D&RG Car 118
On July 10, 2010 the Museum Board authorized President Karl Schaeffer to accept D&RG mail/baggage car 118. The offer came from the Uintah Railroad group at Cross Orchards in Grand Junction. The car will be a multi-year project and provides a nice addition to our rolling stock collection. Current plans call for for 118 being moved to Ridgway in the spring of 2011. The above photo comes from Colorado Rail Annual No. 25 - Rio Grande Narrow Gauge Varnish by Herbert Danneman, published by the Colorado Railroad Museum, Golden, CO. It was taken by Jackson Thoden in Salida on April 29, 1954 .
Karl Schaeffer has proposed the following work to be done over a several year time period:
1) Move and set on ties
2) Repair roof to make water tight with existing tin roof
3) Strip interior to find original location of windows and doors for Business car C
4) Replace siding with correct material and window locations and paint with 1890 color and stenciling (gold leaf)
5) Find or make a set of passenger trucks with 30" wheels and narrow side frames (prototype around 1890)
6) Replace roof with rubber
7) Redo interior with correct ash and furnishings
8) Build and install Miller Hook couplers/Platforms
Researching D&RG Car 118
By Keith Koch
Board member Bill Pratt passed along some interesting data regarding the Museum's soon to be acquired D&RG 118. This car has a long history and here is what I think we know at this time.
"Our" 118 was the second D&RG passenger car to have that number. The first 118 was built at the Burnham Shops (Denver) by the D&RG in 1880.

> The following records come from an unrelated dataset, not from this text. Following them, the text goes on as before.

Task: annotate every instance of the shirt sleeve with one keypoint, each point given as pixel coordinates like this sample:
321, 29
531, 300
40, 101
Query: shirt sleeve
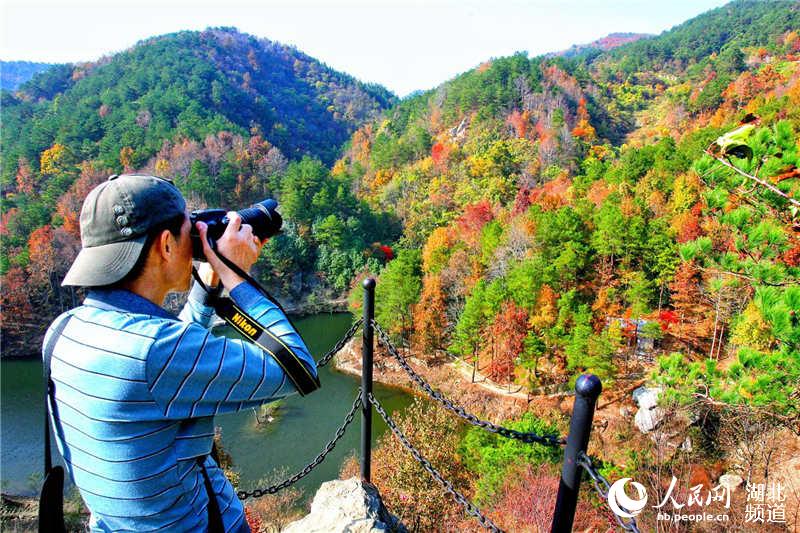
191, 372
196, 308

Jackson and Sharp, a major passenger car builder of the era, built the second 118 in 1882 for the D&RG as Business Car C for $5,000. The specifications of the car were stated as 35’ 10 ½" in length, 29,000 pounds, and an ash interior. It appears as if the car was a one of a kind on the D&RG. It was described as a commissary-kitchen car with sleeping accommodations for six. To learn more about Jackson & Sharp see:
Business Car A was built in 1881 and was a sleeping and observation car, while Business Car B was built in 1882 and was indentified as a kitchen-dining-sleeping car.
A consist of these three business cars were put together in 1882 for D&RG General Manager David C. Dodge in this order C, B, A with A at the end of the train and C closest to the tender.
A 1905 report has Business Car C's length as 35' 10 1/2."
In May of 1906 Business Car C was re-built into a mail and baggage car at an estimated cost of $1,887.00. At that point it became the second D&RG 118, which the railroad was able to do since the original 118 had disappeared from the D&RG roster as of December 31, 1888.
In 1920 it was reported 118 was 36' in length; the mail compartment was 20' in length, and the car now weighed 32,300 pounds. I am guessing that the length was merely someone rounding up to 36'. I am looking forward to "throwing" a measuring tape on the car.
In 1924 the entire car was lowered because the railroad changed the wheel size on the wheel sets. The plans show the originals as 30". At the same time the under frame was re-enforced and extension side bearings were installed.
In June of 1926 118 was converted to a Bridge and Building Bunk Car at Alamosa and re-numbered 0118 indicating that it was no longer a revenue car. This was a common practice of the railroad to convert some cars near the end of their life cycle to maintenance way equipment.
A Jackson Thode April 29, 1954 photo of 0118 at Salida shows it boarded up with the lettering "Foreman & Office."
In 1955 the car was retired at Salida and according to one source "dismantled."
What Bill has located includes a photo of Business Car C ca.1890, the Thode photo from 1954, and a plan of Business Car C from the D&RGW Archives.
Much of what we do know has come from CRR Museum Annual #25, Herbert Dannerman's D&RG Narrow Gauge Varnish.